How low can you get: the minimum wage scam [View all]
Heidi Moore
You'd think the exceptionally low minimum-wage $7.25 an hour would be the shame of a country like the United States that prides itself on its economic leadership. Half of minimum-wage jobs are held by adults over 25 years old, and asking adults to live on $7.25, or $14,500 a year, doesn't leave them with enough to rent an apartment, commute to work, raise a child and participate in society in any meaningful way.
Many US states have higher minimum-wage requirements than the government, with Washington State leading the pack at $9.19 an hour. That's a start, but many large, international companies will only pay the minimum the federal government requires. As a result, the federal minimum wage keeps an entire class of people trapped in economic servitude, focusing their attention on survival rather than growth, barring their ability to save enough or pay for education that would allow them to rise to the middle class.
Income inequality is as bad as it has ever been and the reason is simple.
Low-wage workers can't even care for their own health without giving up some other necessity.

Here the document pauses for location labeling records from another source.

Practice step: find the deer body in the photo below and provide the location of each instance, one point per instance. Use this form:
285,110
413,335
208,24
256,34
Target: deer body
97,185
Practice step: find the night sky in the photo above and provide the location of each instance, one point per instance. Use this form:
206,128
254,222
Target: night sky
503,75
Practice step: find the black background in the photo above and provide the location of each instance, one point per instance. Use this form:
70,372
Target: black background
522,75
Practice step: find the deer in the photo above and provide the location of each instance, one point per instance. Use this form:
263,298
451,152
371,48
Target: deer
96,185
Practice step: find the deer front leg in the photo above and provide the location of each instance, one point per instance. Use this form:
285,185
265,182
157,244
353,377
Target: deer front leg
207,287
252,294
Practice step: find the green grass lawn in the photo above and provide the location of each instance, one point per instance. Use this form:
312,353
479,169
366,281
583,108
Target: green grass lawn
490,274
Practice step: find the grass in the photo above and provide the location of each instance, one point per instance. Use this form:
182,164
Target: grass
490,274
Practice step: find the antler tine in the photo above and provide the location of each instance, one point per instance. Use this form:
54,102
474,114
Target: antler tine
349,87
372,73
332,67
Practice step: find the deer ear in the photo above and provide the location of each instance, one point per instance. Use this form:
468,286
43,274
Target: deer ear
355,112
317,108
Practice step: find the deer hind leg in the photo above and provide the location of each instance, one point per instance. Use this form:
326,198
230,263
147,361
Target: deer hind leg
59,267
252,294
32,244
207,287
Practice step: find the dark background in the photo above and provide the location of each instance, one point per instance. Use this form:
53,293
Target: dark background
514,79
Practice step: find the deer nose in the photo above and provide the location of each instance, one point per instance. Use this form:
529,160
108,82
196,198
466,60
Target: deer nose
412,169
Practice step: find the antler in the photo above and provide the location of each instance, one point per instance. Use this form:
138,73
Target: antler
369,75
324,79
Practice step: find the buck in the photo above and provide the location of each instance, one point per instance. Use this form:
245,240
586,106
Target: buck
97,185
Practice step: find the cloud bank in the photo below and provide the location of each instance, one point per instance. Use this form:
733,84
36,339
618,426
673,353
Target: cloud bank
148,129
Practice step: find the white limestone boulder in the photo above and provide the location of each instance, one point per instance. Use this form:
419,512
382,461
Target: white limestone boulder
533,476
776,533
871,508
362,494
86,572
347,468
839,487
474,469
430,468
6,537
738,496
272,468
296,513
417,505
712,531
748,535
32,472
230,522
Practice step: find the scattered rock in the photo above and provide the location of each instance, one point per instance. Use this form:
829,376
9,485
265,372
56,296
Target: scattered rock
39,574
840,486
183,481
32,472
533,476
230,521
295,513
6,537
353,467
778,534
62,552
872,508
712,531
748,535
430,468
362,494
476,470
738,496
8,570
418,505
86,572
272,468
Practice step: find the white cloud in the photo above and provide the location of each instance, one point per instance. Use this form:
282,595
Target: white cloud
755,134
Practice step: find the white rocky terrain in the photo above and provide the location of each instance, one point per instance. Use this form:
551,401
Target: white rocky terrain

According to the Center for Economic and Policy Research, it took a minimum-wage worker 130 hours to earn a year's worth of health benefits in 1979. That is only three-and-a-half weeks of full-time, minimum -age work. By 2011, the same health coverage cost 749 hours, or 19 weeks of full-time, minimum-wage work. Working nearly half the year to afford only healthcare, and nothing else, is a ridiculous demand to make of low-wage workers.
The low minimum wage is also as costly for the government as it is cheap for companies. While McDonald's or other fast food companies save pennies and boost their profitability by paying a low wage, their workers cannot survive on that amount and often end up taking welfare benefits. In 2012, 4.3 million people received welfare benefits and 47 million received food stamps. The number of Americans getting food stamps a national hunger crisis has risen in tandem with the number of people unemployed or out of the workforce.